言い合わせたように二人がいっさんに家のほうへ駆け出したときである。またもや、火のつくような幼児の泣き声が、けたたましく家の中から聞こえてきた。
「アクマが来た! アクマが来た! 叔母ちゃま、叔母ちゃま、怖いよう、怖いよう!」
するとその声が聞こえたのであろう。灯のついたあの二階の窓が、ガラリとうちからひらかれると、ひょいと一人の男が顔を出したのである。
「あ、義兄ですわ」
蒲田氏は、眼にいっぱいの恐怖を浮かべて窓から外をのぞいていたが、ふと弓枝たちの姿を見ると、なにかしら絶望したような呻《うめ》き声を漏らし、救いを求めるように手を振ったが、そのとたん、ぐいとうしろから強い力で引きもどされるように、その姿は窓の中へ消えてしまった。と、何者かの手によって、バターンと窓がしめられる。
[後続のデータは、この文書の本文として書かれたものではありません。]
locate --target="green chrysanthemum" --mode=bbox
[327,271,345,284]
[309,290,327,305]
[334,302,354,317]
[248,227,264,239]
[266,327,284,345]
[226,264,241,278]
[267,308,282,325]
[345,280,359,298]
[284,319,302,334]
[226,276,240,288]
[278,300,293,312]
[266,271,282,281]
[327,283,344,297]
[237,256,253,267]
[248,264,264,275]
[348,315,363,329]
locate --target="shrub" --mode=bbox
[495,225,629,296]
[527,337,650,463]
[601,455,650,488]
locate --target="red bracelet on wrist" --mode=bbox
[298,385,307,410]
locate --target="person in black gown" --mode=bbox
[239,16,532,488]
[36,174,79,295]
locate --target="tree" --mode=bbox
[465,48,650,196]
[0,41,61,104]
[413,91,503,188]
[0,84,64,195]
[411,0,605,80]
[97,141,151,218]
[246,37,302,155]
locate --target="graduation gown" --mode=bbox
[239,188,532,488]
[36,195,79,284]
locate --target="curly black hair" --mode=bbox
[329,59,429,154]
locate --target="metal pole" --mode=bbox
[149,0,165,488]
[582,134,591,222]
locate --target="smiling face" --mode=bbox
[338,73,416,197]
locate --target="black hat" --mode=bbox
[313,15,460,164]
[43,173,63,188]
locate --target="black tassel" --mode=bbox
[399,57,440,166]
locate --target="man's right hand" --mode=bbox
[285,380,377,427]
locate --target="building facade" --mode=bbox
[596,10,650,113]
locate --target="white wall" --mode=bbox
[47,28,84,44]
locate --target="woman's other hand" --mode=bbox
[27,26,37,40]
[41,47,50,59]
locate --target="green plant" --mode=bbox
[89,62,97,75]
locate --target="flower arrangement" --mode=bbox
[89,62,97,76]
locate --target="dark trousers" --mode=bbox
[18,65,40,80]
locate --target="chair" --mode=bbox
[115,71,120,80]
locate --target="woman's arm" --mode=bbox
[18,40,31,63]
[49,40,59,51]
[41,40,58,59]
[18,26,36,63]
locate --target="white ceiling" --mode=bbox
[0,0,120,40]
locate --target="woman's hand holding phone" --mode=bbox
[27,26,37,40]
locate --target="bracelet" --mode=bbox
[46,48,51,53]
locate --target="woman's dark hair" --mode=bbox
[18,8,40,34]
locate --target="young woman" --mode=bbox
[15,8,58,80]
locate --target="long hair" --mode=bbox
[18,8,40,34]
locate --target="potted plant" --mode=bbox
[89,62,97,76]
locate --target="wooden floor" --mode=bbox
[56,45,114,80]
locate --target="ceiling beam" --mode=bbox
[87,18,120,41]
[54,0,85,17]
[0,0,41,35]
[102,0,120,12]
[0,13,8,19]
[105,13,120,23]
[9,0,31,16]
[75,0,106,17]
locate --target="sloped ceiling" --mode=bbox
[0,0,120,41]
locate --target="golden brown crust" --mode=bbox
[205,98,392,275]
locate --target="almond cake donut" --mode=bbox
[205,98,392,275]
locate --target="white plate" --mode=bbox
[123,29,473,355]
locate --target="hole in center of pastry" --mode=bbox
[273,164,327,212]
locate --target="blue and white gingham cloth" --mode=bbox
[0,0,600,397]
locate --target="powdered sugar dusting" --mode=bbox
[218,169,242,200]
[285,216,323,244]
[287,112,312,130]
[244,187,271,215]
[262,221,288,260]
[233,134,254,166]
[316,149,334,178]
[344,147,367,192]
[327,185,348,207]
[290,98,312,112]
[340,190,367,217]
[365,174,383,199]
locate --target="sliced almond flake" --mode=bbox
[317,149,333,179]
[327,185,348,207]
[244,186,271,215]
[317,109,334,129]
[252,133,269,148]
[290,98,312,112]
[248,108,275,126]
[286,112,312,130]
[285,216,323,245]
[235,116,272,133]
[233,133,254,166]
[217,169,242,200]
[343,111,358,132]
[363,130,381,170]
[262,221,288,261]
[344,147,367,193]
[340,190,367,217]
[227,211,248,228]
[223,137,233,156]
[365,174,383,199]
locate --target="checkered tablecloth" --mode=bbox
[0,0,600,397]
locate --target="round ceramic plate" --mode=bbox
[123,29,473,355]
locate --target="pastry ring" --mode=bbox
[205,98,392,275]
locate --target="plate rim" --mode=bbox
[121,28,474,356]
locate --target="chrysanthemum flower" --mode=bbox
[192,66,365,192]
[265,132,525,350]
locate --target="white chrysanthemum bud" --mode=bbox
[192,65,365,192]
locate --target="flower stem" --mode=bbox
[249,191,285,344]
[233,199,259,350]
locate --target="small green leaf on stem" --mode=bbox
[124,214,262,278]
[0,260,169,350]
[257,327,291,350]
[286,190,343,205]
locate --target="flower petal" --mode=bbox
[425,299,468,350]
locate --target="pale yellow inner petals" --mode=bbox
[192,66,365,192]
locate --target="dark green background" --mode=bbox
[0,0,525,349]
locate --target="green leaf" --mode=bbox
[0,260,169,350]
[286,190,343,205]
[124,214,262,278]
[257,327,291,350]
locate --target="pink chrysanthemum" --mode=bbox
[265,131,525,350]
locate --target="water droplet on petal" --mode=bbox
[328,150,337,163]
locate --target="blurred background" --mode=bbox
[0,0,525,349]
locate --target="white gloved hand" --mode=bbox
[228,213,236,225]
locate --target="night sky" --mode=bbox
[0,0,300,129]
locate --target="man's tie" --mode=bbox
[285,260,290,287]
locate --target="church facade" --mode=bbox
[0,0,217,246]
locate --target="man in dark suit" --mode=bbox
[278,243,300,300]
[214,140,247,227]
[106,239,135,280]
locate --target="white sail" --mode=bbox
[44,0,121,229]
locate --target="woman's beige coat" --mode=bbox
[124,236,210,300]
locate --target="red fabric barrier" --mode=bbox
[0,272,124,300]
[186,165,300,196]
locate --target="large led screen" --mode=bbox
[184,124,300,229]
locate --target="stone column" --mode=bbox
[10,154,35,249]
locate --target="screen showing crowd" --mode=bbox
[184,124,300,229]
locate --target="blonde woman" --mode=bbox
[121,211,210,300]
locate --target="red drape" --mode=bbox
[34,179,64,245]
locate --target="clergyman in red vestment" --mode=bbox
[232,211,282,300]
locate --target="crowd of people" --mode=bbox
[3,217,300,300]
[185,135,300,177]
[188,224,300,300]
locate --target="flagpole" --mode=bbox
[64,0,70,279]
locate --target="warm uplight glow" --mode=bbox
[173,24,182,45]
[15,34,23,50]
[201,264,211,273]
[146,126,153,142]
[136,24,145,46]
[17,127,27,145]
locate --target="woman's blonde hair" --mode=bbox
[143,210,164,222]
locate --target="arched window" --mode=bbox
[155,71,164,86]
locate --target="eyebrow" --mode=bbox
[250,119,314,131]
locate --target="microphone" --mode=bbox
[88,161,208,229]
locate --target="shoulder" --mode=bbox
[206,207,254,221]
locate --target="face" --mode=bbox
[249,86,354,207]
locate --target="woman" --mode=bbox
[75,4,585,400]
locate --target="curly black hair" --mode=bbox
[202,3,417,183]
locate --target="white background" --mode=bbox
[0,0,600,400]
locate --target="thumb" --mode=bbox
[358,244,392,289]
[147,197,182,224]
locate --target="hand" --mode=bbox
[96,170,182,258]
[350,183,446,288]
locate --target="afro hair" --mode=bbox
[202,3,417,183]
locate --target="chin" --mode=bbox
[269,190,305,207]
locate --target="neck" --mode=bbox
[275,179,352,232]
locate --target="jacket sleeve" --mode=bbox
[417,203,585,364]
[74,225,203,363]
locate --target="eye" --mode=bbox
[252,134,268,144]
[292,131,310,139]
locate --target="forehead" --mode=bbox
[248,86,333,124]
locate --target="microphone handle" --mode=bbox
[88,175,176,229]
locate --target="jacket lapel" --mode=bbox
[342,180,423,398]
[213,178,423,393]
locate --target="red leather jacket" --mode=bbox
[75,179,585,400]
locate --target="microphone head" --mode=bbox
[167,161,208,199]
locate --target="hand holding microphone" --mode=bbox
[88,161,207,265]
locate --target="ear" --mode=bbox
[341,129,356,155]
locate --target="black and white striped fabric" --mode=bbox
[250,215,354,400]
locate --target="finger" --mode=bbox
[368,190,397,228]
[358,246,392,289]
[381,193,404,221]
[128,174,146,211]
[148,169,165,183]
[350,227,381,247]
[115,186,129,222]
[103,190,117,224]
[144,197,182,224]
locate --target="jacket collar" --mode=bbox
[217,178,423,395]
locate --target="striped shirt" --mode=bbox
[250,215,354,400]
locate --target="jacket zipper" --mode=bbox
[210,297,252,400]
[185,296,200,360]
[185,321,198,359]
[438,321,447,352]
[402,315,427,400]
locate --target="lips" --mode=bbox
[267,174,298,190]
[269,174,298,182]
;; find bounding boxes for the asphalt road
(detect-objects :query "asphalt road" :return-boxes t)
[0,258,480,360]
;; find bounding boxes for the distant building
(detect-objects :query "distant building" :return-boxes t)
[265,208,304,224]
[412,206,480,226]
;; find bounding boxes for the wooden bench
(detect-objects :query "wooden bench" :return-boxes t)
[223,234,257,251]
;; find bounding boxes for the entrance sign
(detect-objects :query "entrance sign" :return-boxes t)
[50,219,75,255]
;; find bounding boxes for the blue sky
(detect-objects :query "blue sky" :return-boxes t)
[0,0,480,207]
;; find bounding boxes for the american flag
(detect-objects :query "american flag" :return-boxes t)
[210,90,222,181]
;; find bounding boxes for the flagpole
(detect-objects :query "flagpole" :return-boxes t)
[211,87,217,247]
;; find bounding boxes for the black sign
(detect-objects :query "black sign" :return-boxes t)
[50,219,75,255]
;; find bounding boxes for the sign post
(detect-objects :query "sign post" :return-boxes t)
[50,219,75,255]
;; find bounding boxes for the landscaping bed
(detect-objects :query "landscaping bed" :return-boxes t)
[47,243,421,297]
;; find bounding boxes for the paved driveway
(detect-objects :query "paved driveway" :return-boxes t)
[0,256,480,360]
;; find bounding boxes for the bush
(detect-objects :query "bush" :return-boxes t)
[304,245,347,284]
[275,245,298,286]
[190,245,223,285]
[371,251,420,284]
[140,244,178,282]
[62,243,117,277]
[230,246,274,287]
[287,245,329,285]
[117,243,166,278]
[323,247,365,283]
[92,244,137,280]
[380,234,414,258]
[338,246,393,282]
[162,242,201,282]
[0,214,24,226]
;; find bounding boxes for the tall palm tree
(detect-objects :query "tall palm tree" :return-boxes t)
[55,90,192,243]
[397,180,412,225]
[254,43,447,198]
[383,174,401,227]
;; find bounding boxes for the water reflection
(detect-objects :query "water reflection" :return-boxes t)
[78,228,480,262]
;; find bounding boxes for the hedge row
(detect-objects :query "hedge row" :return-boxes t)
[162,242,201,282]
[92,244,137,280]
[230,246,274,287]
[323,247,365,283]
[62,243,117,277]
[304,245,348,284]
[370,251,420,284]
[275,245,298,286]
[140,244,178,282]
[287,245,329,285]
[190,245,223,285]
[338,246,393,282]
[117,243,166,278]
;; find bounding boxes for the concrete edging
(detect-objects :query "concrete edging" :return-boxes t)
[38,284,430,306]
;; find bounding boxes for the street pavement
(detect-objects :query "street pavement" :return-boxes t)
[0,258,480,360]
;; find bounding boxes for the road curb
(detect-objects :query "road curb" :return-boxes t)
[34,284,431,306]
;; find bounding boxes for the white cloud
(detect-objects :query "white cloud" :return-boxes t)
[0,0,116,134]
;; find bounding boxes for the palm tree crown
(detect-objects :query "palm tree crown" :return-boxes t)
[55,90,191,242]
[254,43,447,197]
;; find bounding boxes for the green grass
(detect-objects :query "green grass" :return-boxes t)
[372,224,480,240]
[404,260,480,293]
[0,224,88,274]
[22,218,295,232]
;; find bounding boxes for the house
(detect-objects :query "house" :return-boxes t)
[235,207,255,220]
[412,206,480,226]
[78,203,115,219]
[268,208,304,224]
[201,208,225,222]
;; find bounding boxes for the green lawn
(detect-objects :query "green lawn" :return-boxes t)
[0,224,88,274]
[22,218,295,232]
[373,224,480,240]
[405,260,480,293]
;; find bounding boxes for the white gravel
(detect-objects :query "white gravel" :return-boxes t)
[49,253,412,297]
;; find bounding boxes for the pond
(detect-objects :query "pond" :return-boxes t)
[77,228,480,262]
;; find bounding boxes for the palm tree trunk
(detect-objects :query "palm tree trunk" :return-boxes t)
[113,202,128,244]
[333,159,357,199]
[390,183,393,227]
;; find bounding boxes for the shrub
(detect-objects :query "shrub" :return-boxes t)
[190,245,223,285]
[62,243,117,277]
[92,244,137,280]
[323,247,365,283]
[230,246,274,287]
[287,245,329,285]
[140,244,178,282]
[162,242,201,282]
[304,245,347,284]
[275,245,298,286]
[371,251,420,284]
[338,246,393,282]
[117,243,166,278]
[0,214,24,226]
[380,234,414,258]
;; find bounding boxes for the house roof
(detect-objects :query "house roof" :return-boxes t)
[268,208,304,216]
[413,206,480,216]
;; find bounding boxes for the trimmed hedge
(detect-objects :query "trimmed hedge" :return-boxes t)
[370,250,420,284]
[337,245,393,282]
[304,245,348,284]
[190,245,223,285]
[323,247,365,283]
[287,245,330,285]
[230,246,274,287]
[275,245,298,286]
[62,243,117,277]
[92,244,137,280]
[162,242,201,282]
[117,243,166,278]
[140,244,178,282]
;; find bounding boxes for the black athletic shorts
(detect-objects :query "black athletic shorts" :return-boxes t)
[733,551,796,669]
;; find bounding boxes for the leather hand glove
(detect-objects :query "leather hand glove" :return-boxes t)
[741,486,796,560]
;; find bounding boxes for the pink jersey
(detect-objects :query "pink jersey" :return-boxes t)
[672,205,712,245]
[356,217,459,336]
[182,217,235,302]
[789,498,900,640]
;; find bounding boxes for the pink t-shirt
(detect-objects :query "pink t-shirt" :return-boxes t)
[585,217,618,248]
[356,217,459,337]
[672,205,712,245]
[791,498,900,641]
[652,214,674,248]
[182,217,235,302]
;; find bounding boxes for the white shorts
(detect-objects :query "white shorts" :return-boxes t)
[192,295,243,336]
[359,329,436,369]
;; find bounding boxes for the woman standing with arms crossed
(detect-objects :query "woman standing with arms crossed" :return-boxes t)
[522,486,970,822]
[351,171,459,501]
「アクマが来た、アクマが来た! 叔母ちゃま、怖い、怖い!」
鮎子の声がまた聞こえる。
「先生!」
蒲田氏の奇怪な素振りに、一瞬、気をのまれたように雪の中に立ちすくんでいた弓枝は、その声を聞くと、ハッと気がついたように、玄関のほうへ駆け出していった。
「ちょっと待っててちょうだい、あたし義兄の様子を見てまいります」
そう言うと、彼女は下駄《げた》を脱ぎすてるのももどかしく、夢中になって玄関の中へ躍り込んでいったが、それから、二分とたち、三分と過ぎたが、弓枝の姿は見えないのだ。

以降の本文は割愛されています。